18 Mar 97
Ian Hart

[quoting Quinn (quoting Hart's paper), 17 Mar 97] According to Richards (1992), the test of the ultimate conclusion is to see how elegantly and methodically the evidence was shaped into the conclusion, how the conclusion was coaxed (never forced) to "emerge" from the data, "how evidence and grand account form a well-connected, seamless web of belief that illuminates and enriches our perceptions and understanding of phenomena we see every day. To be credible, the report must show these processes in action, and demonstrate how the conclusions were reached."
I realize it's couched in careful terms, but it still feels like massaging the data rather than reading from it. I do recognize times when you do more exploratory work and do not have a particular hypothesis you are trying to support, but I also believe you can use qualitative research to support more explicit hypotheses. Then you use converging evidence from several forms of data. You do make an argument, but it's not coaxing an argument from the data, but making a compelling argument about the data. Perhaps I'm niggling, but I would worry that the above might undermine an otherwise compelling discussion.

Clark's problem is the same that all positivists will have with the qualitative approach--the belief that there is an absolute truth out there somewhere and it is our job to discover it. Therefore unstructured data can be used to "support ... explicit hypotheses." In my view (and Lyn Richards' too I'd guess) hypothesis-testing is a misuse of unstructured data.

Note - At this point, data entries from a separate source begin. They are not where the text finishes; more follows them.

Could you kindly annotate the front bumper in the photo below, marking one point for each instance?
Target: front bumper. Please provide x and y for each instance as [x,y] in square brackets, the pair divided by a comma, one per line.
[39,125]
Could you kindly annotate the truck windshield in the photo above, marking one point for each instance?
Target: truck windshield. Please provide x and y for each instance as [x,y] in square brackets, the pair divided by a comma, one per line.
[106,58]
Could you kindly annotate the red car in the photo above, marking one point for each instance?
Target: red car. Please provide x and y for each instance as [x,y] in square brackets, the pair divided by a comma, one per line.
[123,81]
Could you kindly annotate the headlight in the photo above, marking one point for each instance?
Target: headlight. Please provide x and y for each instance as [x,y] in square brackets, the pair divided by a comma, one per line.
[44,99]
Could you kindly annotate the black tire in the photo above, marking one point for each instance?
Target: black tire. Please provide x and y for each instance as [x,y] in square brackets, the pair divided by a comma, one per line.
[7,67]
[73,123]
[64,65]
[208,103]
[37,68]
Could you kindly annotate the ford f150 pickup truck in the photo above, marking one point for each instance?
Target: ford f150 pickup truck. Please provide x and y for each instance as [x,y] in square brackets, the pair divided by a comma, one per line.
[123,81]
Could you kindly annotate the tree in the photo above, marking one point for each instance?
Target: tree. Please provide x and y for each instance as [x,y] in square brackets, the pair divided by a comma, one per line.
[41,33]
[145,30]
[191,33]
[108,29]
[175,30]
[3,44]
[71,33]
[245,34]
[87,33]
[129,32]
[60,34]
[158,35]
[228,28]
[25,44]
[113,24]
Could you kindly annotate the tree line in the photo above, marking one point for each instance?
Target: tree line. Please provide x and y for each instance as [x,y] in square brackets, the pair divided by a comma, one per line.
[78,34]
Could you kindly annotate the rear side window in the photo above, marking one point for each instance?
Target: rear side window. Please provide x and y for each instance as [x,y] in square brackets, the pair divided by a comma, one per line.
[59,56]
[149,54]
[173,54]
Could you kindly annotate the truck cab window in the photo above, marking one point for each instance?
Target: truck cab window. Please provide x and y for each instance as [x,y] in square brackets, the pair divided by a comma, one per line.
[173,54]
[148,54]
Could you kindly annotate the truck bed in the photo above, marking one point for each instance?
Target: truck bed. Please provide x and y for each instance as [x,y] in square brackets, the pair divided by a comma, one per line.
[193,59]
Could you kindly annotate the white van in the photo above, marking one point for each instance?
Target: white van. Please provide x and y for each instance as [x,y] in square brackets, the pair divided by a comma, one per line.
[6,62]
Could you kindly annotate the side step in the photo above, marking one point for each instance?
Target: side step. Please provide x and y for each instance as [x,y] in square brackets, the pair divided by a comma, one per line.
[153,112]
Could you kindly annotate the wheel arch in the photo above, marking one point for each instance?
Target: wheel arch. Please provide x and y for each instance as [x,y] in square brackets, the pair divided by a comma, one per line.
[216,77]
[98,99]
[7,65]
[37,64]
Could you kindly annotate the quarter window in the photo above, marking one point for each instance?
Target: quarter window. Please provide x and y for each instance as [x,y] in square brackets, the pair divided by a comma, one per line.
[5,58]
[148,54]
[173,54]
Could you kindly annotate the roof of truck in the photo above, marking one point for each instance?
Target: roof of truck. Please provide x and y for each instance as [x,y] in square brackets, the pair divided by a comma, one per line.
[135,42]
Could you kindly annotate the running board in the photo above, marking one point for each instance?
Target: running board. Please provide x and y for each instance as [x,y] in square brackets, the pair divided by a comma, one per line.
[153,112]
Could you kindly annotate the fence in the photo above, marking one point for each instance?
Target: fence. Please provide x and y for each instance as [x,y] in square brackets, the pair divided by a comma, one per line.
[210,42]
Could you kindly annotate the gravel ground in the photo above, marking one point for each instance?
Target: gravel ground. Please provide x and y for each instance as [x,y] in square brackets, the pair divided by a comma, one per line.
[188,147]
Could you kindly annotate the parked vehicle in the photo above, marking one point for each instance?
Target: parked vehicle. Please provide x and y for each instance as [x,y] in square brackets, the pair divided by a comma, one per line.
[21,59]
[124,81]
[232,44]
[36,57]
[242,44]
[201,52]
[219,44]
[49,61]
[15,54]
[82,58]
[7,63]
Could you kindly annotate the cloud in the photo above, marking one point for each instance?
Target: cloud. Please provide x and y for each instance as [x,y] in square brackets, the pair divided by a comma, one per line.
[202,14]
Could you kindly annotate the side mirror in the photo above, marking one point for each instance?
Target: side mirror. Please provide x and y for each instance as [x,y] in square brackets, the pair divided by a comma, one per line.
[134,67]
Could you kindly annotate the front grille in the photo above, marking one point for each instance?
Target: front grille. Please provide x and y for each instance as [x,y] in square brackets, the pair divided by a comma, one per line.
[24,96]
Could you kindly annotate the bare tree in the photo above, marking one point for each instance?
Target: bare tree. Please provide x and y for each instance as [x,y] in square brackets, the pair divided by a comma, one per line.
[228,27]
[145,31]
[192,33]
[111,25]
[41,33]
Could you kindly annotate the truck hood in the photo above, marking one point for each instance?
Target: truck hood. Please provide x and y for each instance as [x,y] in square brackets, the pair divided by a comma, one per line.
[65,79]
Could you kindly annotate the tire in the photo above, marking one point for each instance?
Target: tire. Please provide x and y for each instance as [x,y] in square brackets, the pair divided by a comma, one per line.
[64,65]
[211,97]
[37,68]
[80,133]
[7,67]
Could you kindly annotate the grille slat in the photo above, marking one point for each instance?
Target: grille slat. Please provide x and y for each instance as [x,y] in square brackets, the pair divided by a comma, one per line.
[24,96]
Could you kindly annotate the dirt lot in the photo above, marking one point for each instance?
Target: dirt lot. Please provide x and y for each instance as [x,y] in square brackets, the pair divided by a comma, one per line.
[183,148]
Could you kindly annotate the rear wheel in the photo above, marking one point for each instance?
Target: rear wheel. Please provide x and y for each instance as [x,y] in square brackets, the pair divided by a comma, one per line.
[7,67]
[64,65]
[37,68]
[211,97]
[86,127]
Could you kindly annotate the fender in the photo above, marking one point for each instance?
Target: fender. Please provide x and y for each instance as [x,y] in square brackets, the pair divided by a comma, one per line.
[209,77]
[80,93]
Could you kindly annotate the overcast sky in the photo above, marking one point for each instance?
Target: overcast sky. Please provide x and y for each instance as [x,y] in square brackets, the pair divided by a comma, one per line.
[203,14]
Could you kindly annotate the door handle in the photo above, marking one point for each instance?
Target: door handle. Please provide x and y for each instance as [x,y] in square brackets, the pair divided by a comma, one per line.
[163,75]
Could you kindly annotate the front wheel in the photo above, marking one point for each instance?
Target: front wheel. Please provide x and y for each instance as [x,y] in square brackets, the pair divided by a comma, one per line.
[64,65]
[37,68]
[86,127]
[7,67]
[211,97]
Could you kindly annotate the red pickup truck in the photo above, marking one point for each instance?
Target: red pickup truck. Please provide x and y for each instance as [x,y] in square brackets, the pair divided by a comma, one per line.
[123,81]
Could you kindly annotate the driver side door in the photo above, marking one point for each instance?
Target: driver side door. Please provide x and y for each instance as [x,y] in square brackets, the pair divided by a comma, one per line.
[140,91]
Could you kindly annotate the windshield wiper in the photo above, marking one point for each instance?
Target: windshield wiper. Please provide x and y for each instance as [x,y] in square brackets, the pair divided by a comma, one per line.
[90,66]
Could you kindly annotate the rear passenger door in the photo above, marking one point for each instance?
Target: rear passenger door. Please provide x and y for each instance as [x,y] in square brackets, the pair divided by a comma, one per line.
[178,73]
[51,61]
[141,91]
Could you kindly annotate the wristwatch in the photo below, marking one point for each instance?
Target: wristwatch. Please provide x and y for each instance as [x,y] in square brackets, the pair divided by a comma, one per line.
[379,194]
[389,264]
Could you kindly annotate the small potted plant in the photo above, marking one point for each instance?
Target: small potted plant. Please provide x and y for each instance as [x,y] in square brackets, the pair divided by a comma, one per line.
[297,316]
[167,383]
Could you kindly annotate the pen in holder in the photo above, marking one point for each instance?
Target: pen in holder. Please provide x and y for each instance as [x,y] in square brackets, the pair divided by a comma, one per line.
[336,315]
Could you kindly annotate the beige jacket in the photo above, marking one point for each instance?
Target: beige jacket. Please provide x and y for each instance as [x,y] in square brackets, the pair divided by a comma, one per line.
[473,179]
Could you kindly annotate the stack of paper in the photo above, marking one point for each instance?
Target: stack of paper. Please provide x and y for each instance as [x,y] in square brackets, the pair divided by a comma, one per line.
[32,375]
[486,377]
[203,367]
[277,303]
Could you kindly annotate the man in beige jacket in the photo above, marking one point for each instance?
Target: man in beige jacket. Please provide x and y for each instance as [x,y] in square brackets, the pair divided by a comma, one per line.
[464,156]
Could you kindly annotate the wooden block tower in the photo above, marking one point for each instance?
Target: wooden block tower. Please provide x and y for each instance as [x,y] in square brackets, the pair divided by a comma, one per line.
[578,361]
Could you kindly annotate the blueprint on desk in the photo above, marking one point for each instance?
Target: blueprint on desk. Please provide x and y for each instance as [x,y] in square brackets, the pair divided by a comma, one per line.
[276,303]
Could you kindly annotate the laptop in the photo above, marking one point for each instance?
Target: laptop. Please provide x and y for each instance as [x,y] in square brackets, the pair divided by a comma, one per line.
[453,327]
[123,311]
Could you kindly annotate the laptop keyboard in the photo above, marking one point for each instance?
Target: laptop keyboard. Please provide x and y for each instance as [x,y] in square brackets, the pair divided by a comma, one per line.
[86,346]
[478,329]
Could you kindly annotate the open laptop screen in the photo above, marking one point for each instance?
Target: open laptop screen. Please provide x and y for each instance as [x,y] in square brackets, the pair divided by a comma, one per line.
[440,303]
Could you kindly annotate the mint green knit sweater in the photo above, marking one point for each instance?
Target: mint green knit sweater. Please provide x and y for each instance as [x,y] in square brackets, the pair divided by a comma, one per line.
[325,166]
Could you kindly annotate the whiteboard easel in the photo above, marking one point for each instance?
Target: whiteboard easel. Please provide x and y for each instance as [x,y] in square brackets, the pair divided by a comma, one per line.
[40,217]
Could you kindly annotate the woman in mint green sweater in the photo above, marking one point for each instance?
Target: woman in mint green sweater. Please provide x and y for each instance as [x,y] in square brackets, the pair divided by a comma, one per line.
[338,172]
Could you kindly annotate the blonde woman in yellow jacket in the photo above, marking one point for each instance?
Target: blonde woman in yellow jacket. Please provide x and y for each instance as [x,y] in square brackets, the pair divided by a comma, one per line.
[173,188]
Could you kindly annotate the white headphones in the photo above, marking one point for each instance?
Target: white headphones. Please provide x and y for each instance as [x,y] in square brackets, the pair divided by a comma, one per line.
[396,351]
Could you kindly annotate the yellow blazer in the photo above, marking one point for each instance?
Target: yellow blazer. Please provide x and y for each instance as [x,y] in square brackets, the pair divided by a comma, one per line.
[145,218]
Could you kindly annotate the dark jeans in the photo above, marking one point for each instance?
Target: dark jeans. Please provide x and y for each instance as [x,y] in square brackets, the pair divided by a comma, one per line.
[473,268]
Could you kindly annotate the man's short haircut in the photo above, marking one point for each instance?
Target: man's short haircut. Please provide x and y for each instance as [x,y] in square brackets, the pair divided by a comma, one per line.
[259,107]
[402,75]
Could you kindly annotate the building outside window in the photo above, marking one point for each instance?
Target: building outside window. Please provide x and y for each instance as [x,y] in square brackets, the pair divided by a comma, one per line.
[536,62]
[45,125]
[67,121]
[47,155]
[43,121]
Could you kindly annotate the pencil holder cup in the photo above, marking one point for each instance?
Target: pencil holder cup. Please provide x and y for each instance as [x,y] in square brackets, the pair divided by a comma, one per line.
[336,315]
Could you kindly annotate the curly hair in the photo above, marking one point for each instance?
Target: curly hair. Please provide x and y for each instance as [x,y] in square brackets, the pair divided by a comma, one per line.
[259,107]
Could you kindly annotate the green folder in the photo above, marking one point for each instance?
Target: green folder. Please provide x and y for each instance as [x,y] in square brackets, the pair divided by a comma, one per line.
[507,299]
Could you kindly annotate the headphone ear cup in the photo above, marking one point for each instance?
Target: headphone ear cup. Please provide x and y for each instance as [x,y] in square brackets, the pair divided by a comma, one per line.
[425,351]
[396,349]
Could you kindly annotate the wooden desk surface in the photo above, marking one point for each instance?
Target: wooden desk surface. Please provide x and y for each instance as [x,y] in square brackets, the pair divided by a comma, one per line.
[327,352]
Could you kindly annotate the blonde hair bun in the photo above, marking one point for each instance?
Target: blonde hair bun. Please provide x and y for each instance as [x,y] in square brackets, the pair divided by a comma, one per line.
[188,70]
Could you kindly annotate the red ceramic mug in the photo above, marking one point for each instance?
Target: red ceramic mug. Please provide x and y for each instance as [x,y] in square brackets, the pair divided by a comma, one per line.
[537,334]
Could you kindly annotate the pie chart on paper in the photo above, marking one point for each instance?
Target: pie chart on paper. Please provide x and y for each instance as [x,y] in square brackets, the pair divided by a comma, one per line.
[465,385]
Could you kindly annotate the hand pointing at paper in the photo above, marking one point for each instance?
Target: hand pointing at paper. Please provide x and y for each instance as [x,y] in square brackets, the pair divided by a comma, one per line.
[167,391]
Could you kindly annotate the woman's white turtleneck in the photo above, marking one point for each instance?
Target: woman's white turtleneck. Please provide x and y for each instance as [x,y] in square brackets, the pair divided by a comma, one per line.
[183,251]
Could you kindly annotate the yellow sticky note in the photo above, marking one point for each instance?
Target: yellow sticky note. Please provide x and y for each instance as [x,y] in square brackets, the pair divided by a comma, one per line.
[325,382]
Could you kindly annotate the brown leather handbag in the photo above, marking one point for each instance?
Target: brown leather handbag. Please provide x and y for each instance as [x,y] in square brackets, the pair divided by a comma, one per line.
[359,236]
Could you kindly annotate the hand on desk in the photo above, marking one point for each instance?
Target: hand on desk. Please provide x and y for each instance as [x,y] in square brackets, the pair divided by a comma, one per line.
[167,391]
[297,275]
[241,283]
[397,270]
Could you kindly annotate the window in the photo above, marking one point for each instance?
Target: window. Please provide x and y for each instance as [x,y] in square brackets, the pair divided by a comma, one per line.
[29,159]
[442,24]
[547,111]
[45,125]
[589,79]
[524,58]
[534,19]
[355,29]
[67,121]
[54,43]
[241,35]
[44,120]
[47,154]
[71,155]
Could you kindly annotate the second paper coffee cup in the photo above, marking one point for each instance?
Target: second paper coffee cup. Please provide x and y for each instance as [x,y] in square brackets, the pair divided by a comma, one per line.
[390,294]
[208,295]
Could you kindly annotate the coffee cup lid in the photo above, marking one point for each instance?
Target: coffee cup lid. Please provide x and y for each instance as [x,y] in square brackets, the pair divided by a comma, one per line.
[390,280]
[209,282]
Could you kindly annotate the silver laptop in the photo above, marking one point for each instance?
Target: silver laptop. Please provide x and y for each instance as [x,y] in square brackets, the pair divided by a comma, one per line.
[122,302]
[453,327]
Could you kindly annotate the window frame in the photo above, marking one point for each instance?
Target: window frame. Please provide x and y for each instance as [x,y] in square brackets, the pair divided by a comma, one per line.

Hypothesis-testing is the fatal flaw in much of the research that is described (by its authors) as "qualitative" (and I hope Tom Reeves might weigh in on this because it touches on the pseudoscience question). A researcher sets up a hypothesis, e.g., that children learn better from the Internet than from teachers, interviews them and their teachers a few times over the course of the study, then selects quotations which support his thesis. Or worse, does a word count of supportive versus unsupportive statements and presents them as pseudo-statistics.

The validity of qualitative studies relies on the methodology used to treat the data. Therefore the methodology must be explicitly described in the report of the study. As Lyn says: "To be credible, the report must show these processes in action, and demonstrate how the conclusions were reached."

To qualify it must be disciplined and it must be data-driven. And there are some good models to follow: e.g., Grounded Theory has gained a great deal of popularity in the health sciences, Miles and Hubermann list a dozen more [references in Hart's paper].

Thanks Clark, you are now indexed in the skeptic box (just joking!)